Dear General Rossum: Week VII

“Dear General Rossum,

I’ve tried every online tutorial and instructions, but I just can’t figure out how to fold a fitted sheet flat. Any tips?


Flustered Folder in Frankfort”

Dear Flustered Folder,

Give up now and retain your sanity. In the 60’s we put our best minds on figuring it out. By the time the project was cancelled we had to seal up the compound to keep the lunatics we’d created from getting out. It is a mystery of the universe only to be solved at the pinnacle of human evolution, which is just something you and I have to learn to live with.

Or ask your wife. She probably knows.



“Dear General Rossum,

My husband recently bought our son a Playbox 180, despite my telling him not to. I didn’t want it in the house because I knew our son would start ignoring his schoolwork and chores, just like he’s done.
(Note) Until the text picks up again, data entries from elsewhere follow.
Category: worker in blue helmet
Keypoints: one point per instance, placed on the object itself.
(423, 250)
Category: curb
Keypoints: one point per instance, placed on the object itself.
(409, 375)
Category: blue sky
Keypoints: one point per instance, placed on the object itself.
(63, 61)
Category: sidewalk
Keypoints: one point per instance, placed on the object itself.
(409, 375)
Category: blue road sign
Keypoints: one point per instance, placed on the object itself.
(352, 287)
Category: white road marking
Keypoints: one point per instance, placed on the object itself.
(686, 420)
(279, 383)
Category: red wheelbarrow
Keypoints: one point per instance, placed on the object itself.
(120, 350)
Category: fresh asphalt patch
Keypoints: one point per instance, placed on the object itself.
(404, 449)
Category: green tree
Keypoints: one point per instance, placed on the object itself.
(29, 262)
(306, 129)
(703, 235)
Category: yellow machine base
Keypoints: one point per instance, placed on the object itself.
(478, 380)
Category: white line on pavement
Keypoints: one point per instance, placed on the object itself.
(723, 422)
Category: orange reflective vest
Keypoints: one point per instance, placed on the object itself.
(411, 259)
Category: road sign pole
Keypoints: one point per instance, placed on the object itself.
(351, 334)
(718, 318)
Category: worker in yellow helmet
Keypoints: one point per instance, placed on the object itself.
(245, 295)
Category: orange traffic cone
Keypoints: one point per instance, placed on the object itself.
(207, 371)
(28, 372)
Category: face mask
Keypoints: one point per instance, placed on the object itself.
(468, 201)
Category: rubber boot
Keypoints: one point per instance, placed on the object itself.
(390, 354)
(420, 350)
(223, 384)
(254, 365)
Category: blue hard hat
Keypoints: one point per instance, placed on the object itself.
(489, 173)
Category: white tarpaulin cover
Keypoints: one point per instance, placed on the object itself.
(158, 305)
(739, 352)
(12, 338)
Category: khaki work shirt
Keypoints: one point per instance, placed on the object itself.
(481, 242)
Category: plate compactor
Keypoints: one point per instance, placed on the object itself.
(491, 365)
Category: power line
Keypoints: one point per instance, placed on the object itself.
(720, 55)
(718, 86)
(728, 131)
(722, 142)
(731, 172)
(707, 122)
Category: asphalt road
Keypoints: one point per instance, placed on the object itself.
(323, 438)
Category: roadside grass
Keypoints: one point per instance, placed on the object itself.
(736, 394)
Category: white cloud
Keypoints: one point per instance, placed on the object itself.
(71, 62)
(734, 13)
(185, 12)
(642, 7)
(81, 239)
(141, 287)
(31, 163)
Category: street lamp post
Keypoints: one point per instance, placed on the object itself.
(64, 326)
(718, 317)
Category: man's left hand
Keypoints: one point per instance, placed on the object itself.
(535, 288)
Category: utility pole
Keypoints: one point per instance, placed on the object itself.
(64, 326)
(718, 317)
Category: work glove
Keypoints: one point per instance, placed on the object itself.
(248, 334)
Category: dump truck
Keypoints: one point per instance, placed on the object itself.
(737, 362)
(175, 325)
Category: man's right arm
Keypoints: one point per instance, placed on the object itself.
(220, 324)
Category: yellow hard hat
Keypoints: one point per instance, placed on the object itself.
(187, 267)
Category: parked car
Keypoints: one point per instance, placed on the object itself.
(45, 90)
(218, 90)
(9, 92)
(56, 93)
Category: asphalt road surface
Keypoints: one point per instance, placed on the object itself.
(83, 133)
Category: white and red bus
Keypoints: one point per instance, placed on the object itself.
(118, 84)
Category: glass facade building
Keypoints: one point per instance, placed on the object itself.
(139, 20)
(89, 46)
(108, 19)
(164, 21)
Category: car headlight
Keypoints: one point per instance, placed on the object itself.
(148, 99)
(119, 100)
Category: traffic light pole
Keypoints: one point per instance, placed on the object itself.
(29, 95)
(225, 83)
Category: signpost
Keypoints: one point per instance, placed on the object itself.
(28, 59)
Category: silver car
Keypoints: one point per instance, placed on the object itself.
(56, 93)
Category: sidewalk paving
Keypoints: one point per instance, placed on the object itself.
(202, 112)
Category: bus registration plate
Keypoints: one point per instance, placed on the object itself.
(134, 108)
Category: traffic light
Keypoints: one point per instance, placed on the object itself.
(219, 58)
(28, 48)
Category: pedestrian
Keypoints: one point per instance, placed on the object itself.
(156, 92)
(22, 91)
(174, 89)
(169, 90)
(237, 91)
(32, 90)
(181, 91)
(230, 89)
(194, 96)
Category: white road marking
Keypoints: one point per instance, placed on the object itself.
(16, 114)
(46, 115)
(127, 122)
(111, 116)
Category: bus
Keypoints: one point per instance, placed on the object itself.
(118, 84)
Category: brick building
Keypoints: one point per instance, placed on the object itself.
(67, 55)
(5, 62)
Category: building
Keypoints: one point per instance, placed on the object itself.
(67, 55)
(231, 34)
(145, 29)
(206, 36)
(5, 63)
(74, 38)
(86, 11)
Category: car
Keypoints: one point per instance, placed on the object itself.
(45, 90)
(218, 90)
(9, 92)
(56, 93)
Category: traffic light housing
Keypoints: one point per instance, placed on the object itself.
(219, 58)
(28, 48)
I don’t want to take it away because he already thinks of me as the mean parent, but I need to get him to focus on what’s important. What should I do?


Mean Mom of Muskwell”

Dear Mean Mom,

To start, there’s nothing wrong about being seen as the mean parent. My wife is ruthless with our daughters, and they’ve got a great relationship. I have to ask my daughters to clean their dishes, but my wife gets it done with a cough and an eyebrow twitch. I wish I could be as harsh as her, but I’m just too big a softy.

However, if you want to get your son to stop playing while still seeming nice, you need to make it seem like it’s his decision to stop playing. Do some research and find the most terrifying, pants-soiling game on the market. Then give it to him as a present, “just because.” In no time he’ll be too scared to be even in the same room as the thing, and if he isn’t gaming, he might as well get some nice, safe homework done. If you’re lucky, he’ll start associating all video games with the one you get him, and you’ll ruin video games for him forever. You can’t hope for much more.